I'm trying to fine-tune llama2-13b-chat-hf with an open source datasets.
I always used this template but now I'm getting this error:
ImportError: Using bitsandbytes 8-bit quantization requires Accelerate: pip install accelerate and the latest version of bitsandbytes: pip install -i https://pypi.org/simple/ bitsandbytes
I installed all the packages required and these are the versions:
accelerate @ git+https://github.com/huggingface/accelerate.git@97d2168e5953fe7373a06c69c02c5a00a84d5344
bitsandbytes==0.42.0
datasets==2.17.1
huggingface-hub==0.20.3
peft==0.8.2
tokenizers==0.13.3
torch==2.1.0+cu118
torchaudio==2.1.0+cu118
torchvision==0.16.0+cu118
transformers==4.30.0
trl==0.7.11
Anyone know if that is a version issues? How did you fix that?
I tried to install other version but nothing.
Have you tried
accelerate testin your cmd terminal? If your installation is successful, this command should output a list of messages and a "test successful" in the end. If this command fails, it means that there is something wrong with your pytorch + accelerate environment. You should reinstall them following the official tutorials. If the command succeeds and you still can't do multi-GPU finetuning, you should report this issue in bitsandbytes' github repo.Here are some other potential causes.

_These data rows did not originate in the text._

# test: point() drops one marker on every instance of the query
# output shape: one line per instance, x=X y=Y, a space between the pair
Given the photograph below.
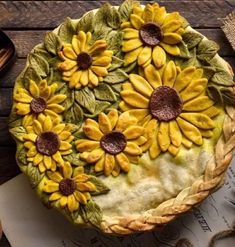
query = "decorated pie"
x=124 y=118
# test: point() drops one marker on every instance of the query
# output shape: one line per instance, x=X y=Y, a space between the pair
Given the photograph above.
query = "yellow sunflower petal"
x=92 y=132
x=135 y=99
x=99 y=165
x=144 y=55
x=55 y=196
x=159 y=15
x=152 y=76
x=51 y=186
x=154 y=149
x=159 y=56
x=47 y=162
x=23 y=109
x=132 y=149
x=33 y=88
x=55 y=176
x=169 y=74
x=130 y=33
x=63 y=201
x=141 y=85
x=123 y=162
x=164 y=136
x=173 y=150
x=113 y=117
x=184 y=78
x=211 y=112
x=72 y=203
x=109 y=164
x=104 y=123
x=99 y=71
x=194 y=89
x=201 y=121
x=198 y=104
x=69 y=53
x=173 y=50
x=136 y=21
x=190 y=131
x=139 y=113
x=95 y=155
x=131 y=56
x=130 y=45
x=172 y=38
x=124 y=121
x=175 y=134
x=83 y=145
x=171 y=26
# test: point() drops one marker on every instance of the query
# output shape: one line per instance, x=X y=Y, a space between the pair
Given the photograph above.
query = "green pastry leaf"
x=113 y=19
x=74 y=159
x=31 y=74
x=125 y=10
x=91 y=213
x=74 y=115
x=100 y=106
x=86 y=23
x=34 y=175
x=114 y=41
x=192 y=39
x=52 y=42
x=206 y=50
x=86 y=99
x=223 y=78
x=116 y=76
x=39 y=64
x=18 y=132
x=104 y=92
x=101 y=188
x=116 y=63
x=184 y=52
x=67 y=30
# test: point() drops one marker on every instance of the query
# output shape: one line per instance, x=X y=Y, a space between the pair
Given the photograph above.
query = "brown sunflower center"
x=67 y=186
x=165 y=104
x=151 y=33
x=113 y=142
x=47 y=143
x=38 y=105
x=84 y=61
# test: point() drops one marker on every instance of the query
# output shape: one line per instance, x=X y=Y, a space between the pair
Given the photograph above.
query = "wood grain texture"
x=48 y=14
x=26 y=40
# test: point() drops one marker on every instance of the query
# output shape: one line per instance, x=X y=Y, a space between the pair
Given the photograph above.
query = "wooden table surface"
x=27 y=21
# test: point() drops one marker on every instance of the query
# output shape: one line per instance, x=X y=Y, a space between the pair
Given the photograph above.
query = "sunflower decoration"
x=112 y=143
x=69 y=188
x=150 y=34
x=39 y=100
x=172 y=106
x=84 y=64
x=47 y=141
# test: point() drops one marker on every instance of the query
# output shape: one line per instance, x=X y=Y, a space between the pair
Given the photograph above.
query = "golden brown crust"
x=189 y=197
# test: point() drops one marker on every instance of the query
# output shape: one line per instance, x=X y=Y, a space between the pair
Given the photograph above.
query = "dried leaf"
x=104 y=92
x=101 y=188
x=91 y=213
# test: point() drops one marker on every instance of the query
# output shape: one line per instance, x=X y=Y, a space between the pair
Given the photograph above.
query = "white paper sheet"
x=27 y=223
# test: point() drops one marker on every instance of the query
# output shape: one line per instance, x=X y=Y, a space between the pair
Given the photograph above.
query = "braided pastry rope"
x=188 y=198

Your cuda version is too old. Most tools are built on 12.0 + nowadays. Yous should update cuda with this link
python version should be 3.10 +, otherwise you won't be able to install the latest tools with pip
Why do you want to train a quantized model? Quantization is made to shrink the model for deployment instead of training. This tool is not designed for your purpose. If you finetune your model with quantized parameters, then gradients won't have any impact, because they are simply too small to represent with only 8 bits. If you want to finetune a LLM with limited GPU memory, you should try lora or SFT. Both of them can freeze some layers to reduce VRAM usage.